Where Are You? Dataset

The Where Are You? (WAY) dataset consists of 6,134 human embodied localization dialogs across 87 unique indoor environments. The dataset is constructed on the Matterport3D dataset enviroments using the Matterport3D Simulator and was collected using crowd-sourcing on Amazon Mechanical Turk.


v1.0 contains the processed data that is necessary for the LED task. Additional data is needed to work on the tasks of Embodied Visual Dialog (modeling the Observer) and Cooperative Localization (modeling both agents). Please contact: meerahahn@gatech.edu to get the data and starter code for these tasks.
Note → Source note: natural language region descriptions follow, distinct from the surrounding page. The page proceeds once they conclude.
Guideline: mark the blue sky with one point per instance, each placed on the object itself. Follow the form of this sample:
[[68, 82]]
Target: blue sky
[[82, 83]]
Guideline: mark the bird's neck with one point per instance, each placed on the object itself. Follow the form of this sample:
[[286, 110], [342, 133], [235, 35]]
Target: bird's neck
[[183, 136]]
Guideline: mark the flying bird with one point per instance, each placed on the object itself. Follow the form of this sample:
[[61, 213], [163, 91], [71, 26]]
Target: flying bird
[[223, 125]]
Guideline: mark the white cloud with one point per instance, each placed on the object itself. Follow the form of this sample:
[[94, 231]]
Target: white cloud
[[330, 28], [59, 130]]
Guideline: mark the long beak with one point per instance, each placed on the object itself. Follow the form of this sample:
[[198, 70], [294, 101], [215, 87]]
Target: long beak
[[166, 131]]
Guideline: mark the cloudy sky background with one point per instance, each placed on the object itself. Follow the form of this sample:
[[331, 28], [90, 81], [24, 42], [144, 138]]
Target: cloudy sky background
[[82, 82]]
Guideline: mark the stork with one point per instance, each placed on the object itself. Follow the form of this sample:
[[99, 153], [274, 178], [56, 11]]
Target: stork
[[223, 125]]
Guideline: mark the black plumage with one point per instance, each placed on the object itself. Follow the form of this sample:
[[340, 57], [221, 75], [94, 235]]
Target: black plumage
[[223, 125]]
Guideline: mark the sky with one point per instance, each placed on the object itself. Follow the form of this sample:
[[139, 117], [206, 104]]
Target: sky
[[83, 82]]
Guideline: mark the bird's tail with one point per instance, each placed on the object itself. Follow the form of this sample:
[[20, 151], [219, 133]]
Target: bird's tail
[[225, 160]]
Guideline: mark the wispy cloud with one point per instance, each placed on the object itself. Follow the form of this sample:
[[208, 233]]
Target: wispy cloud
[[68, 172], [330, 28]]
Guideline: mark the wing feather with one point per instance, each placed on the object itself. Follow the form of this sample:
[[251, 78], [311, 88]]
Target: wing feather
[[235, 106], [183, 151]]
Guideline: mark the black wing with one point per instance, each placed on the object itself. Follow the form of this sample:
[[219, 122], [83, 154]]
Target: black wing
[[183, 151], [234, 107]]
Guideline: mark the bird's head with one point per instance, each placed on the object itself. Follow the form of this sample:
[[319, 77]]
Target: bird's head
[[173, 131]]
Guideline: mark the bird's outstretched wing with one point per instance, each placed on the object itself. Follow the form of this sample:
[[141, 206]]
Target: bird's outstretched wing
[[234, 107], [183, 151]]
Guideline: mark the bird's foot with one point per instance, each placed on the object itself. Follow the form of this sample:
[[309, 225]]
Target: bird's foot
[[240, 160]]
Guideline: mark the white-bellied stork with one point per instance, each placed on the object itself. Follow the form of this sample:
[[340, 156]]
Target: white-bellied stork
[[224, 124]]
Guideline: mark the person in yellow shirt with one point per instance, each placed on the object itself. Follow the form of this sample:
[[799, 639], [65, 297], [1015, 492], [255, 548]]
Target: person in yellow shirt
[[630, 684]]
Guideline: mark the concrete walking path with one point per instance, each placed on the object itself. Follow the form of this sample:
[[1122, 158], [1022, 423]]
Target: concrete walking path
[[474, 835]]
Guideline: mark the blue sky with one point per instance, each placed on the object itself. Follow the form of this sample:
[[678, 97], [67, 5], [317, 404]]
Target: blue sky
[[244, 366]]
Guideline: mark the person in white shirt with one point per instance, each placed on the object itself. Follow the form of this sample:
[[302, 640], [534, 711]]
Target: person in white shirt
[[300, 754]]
  • train: 4,050 episodes, 58 scenes
  • valSeen: 305 episodes, 58 scenes
  • valUnseen: 579 episodes, 11 scenes
  • test: 1,200 episodes, 18 scenes
word_embeddings.zip (13 MB)
  • Download and place into 'data/language/'
  • glove_weights_matrix.npy is extracted from a 300d GloVe file
  • w2v_weights_matrix.npy is extracted from a 300d Word2Vec file

floorplans.zip (103 MB)
  • Download and place into 'data/floorplans/'
  • Contains top down views of each floor of the house as well as files which associate the pixels on top down maps with Matterport3D panoramic nodes
  • allScans_Node2pix.json is a dictionary of each scan and its panorama ids. Each panorama id is associated with a list where the first index is the pixel coordinates and the third index is the floor of the house the pano is on.

connectivity.zip (2 MB)
  • Download and place into 'data/connectivity/'
  • Contains the connectivity of the Matterport3D panoramic nodes

way_splits.zip (2 MB)
  • Contains the annotations for the train, val and test splits. In the test split, for each episode we do not provide the finalLocation, navPath or detailedNavPath. Test evaluations should be done on the evaluation and leaderboard server.
  • episodeId and socketId is unique to each annotation.
  • dialogArray is an array of each message in chronological order alternating between the Locator and the Observer, starting with the Locator.
  • navPath is an array of viewpoint ids in chronological order that the Observer visits during the episode.
  • detailedNavPath contains the paths taken by the Observer between each round in the dialog. Each array in the list represents a turn of the Observer. Each navigation move is represented by an tuple of [viewpoint, pixel location, floor].

Format of {split}_data.json

      "episodeId": "3041", 
      "scanName": "5q7pvUzZiYa", 
      "dialogArray": [
                      "what do you see?", 
                      "look for a white couch next to a rug with square patterns that are blue black and white.", 
                      "yup. where are you standing in that room?", 
      "finalLocation": {
        "viewPoint": "32073c62923f40c590dcac826c72e2a7", 
        "floor": 0, 
        "pixel_coord": [388, 353], 
        "mesh_coord": [1.08773, 0.892166]
      "navPath": ["efc16a390eb54273be07a53c9ac005b3", "8c29de2e66404a1faf0d953ae8bb67cf", ...], 
      "detailedNavPath": [
        ["efc16a390eb54273be07a53c9ac005b3", ..., "32073c62923f40c590dcac826c72e2a7"], 
        ["32073c62923f40c590dcac826c72e2a7", ..., "32073c62923f40c590dcac826c72e2a7"]
      "socketId": "xVc8PpN1yMkdtRafAATMxYipgp5ZDsWP8McmAATL"

Trained Models to download for LED Task

lingunet-skip.pt (65.7 MB)
  • Download and place into 'data/models/lingunet-skip.pt'
  • Contains the trained lingunet-skip model described in the paper for the LED task.

crossmodal_simple.pt (72.2 MB)
  • Download and place into 'data/models/crossmodal_simple.pt'
  • Contains the trained simple crossmodal model to predict the best viewpoint on the navigation graph.

crossmodal_att.pt (67.4 MB)
  • Download and place into 'data/models/crossmodal_att.pt'
  • Contains the trained crossmodal model with attention to predict the best viewpoint on the navigation graph.